Keywords

Indications . Foot/ankle : Diagnostic injection to confirm the site of pain if not clinically apparent particularly in patients with hindfoot pain /instability ; therapeutic injections for post-traumatic arthritis, osteoarthritis , and inflammatory arthritis ; and presurgical diagnostic and therapeutic injections to aid in surgical planning of arthrodesis or ligamentous reconstruction . Sternoclavicular joint : diagnostic and therapeutic injection for nonsurgical management of degenerative disease).

Equipment/Materials : Fluoroscopy or CT, 25–22 g needles, short-acting local anesthetic, iodinated contrast material, and corticosteroid.

Procedure

Foot/Ankle

  1. 1.

    Patient positioning: Tibiotalar (Fig. 101.1a) and posterior subtalar joints (lateral decubitus with affected ankle upward); talonavicular, naviculocuneiform, and tarsometatarsal joints (Fig. 101.1b) (supine, knee flexed, and foot on small-angled wedge); and metatarsophalangeal joints (supine, knee bent, and foot flat on fluoroscopy table).

    Fig. 101.1
    figure 1

    Examples of small joint injections . (ac). Fluoroscopic-guided injection of the tibiotalar joint (a), second tarsometatarsal joint (b), and first MTP joint (c) demonstrating iodinated contrast material within these joints (arrows). (d). CT-guided injection of the right sternoclavicular joint shows needle placement within the right SC joint

  2. 2.

    Palpate and mark the dorsalis pedis artery except for MTP joint injections.

  3. 3.

    Adjust C-arm angulation to adequately visualize the joint space.

  4. 4.

    Place radiopaque marker at the skin entrance site using intermittent fluoroscopy . Avoid the Achilles tendon for subtalar joint injection and the extensor hallucis longus tendon for MTP joint injection.

  5. 5.

    Following skin and subcutaneous tissue local anesthetic infiltration, advance 22 g needle into the joint space (use 25 g needle for TMT, intertarsal and MTP injection).

  6. 6.

    Once in the joint space or on the bone, inject minimal amount of local anesthetic to check for loss of resistance, followed by minimal amount of iodinated contrast material to document intra-articular location (Fig. 101.1).

  7. 7.

    Save this image and administer the injectate.
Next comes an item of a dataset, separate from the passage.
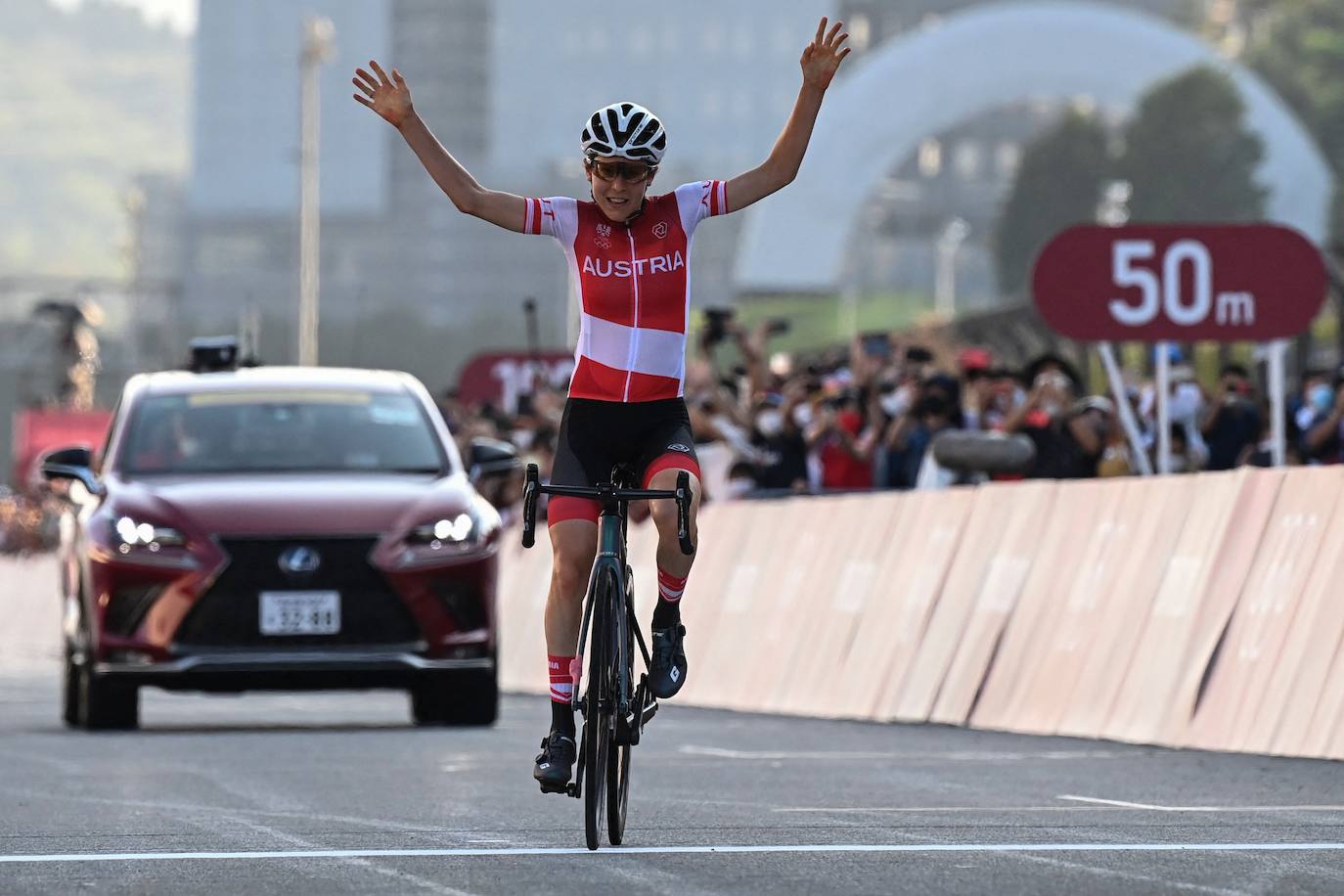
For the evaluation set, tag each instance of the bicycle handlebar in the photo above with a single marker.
(682, 495)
Note dilution of the intra-articular contrast and save this final image.

  8. 8.

    Document pre-procedure and post-procedure pain score.

Sternoclavicular Joint

  1. 1.

    Patient is positioned supine on the CT table.

  2. 2.

    Place the CT biopsy grid over the affected joint.

  3. 3.

    Place a CT grid, acquire CT images through the affected joint, and identify a suitable skin entrance site avoiding blood vessels.

  4. 4.

    Use a 22 g needle to advance into the SC joint utilizing intermittent CT guidance.

  5. 5.

    Inject minimal amount of iodinated contrast material to document intra-articular location followed by corticosteroid and short-acting anesthetic agent (Fig. 101.1d).

  6. 6.

    Document pre- and post-procedure pain score.
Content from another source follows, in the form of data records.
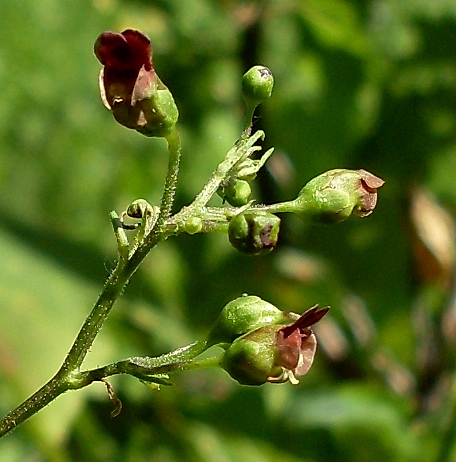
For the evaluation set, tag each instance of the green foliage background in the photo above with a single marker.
(359, 84)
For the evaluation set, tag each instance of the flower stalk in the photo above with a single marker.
(260, 342)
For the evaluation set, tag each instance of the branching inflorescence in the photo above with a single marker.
(258, 342)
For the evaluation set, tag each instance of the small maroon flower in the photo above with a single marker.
(129, 85)
(274, 353)
(335, 195)
(367, 193)
(296, 346)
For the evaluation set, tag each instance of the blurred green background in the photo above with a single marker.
(359, 84)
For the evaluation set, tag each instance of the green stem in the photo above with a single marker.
(114, 286)
(238, 152)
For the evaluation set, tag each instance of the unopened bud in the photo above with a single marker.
(257, 84)
(236, 192)
(254, 232)
(274, 353)
(335, 195)
(245, 314)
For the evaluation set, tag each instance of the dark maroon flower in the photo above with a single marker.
(274, 353)
(367, 193)
(296, 346)
(129, 86)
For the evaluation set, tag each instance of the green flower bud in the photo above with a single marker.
(245, 314)
(193, 225)
(274, 353)
(335, 195)
(254, 232)
(257, 85)
(236, 192)
(130, 87)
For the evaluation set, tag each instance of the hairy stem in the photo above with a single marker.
(113, 287)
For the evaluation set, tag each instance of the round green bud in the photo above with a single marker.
(257, 85)
(335, 195)
(237, 192)
(160, 113)
(250, 359)
(254, 232)
(193, 225)
(245, 314)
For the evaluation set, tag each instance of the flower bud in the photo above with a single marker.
(245, 314)
(335, 195)
(274, 353)
(236, 192)
(129, 85)
(257, 85)
(254, 232)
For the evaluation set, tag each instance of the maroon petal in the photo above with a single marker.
(309, 318)
(129, 50)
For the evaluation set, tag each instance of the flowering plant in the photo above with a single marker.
(257, 342)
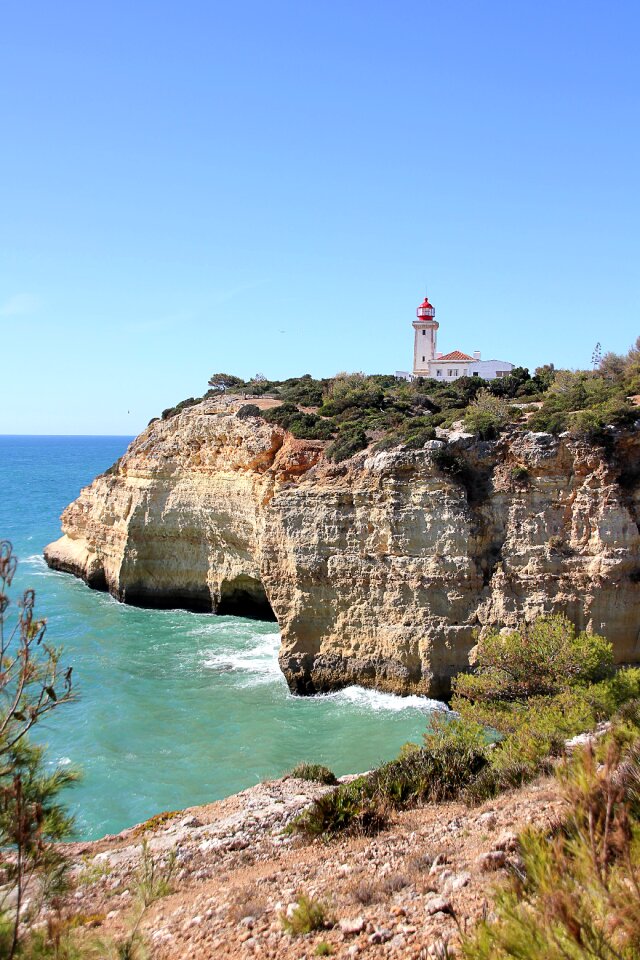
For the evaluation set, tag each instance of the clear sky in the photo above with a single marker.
(197, 186)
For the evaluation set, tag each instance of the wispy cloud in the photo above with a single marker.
(19, 305)
(225, 295)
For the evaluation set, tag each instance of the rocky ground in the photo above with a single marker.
(403, 893)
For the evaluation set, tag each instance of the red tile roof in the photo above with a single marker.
(455, 355)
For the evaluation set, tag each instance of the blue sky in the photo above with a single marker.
(197, 186)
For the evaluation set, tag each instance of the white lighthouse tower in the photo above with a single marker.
(424, 341)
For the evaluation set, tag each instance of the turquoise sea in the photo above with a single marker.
(175, 708)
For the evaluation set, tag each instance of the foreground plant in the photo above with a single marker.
(32, 684)
(307, 915)
(532, 689)
(577, 893)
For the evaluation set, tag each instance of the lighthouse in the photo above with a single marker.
(424, 341)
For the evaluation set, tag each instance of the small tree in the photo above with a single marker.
(32, 685)
(539, 659)
(224, 381)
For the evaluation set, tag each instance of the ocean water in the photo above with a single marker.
(175, 708)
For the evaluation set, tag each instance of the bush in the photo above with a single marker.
(33, 684)
(487, 415)
(248, 410)
(307, 916)
(314, 771)
(520, 476)
(538, 659)
(575, 894)
(454, 752)
(350, 440)
(179, 407)
(304, 426)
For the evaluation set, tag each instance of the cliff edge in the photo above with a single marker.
(379, 570)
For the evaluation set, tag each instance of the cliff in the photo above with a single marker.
(379, 570)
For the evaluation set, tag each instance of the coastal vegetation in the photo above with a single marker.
(576, 892)
(353, 411)
(531, 690)
(33, 683)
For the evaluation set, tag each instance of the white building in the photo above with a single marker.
(428, 362)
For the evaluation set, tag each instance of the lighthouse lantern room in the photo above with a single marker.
(424, 348)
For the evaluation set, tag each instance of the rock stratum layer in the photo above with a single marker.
(380, 570)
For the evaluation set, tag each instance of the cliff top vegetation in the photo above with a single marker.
(353, 410)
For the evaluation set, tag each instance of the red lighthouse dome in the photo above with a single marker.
(426, 310)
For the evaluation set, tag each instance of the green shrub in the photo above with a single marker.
(308, 915)
(179, 407)
(538, 659)
(248, 410)
(314, 771)
(324, 949)
(520, 475)
(487, 415)
(350, 440)
(454, 752)
(575, 895)
(303, 426)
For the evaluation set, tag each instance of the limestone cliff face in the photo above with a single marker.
(379, 570)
Complications : For small joint injections, bleeding, infection, and reaction to contrast medium are the typical complications. Meticulous sterile technique is recommended to reduce risk of infection. For sternoclavicular joint injections, major bleeding and lung injury (pneumothorax) are possible complications due to the joint’s proximity to the mediastinum and lung. Additionally, for any intra-articular steroid injection, postinjection synovitis flare reaction can be seen. A steroid flare presents as severe pain, swelling, and possibly redness of the injected joint. It is self-limiting and resolves in 2–5 days. Treatment is symptomatic with rest, ice, and NSAIDs.

Pearls : Review available imaging prior to the procedure to help guide access to the joint. CT guidance may be necessary for severely narrowed or hypertrophic joints. For patients with documented iodinated contrast reaction, intra-articular gadolinium and air are two alternatives. For small midfoot and MTP joints, we suggest injecting 20 mg of Depo-Medrol (40 mg/mL), 40 mg of Depo-Medrol (40 mg/mL) for tibiotalar and subtalar joints, and 60 mg of Depo-Medrol (40 mg/mL) for sternoclavicular joint. 1–2 mL of 1 % Lidocaine is the suggested dose for long-acting anesthetic. Educate the patient at the time of injection to expect the anesthetic to wear off in 4–6 h and corticosteroid to be effective starting at 24–48 h postinjection.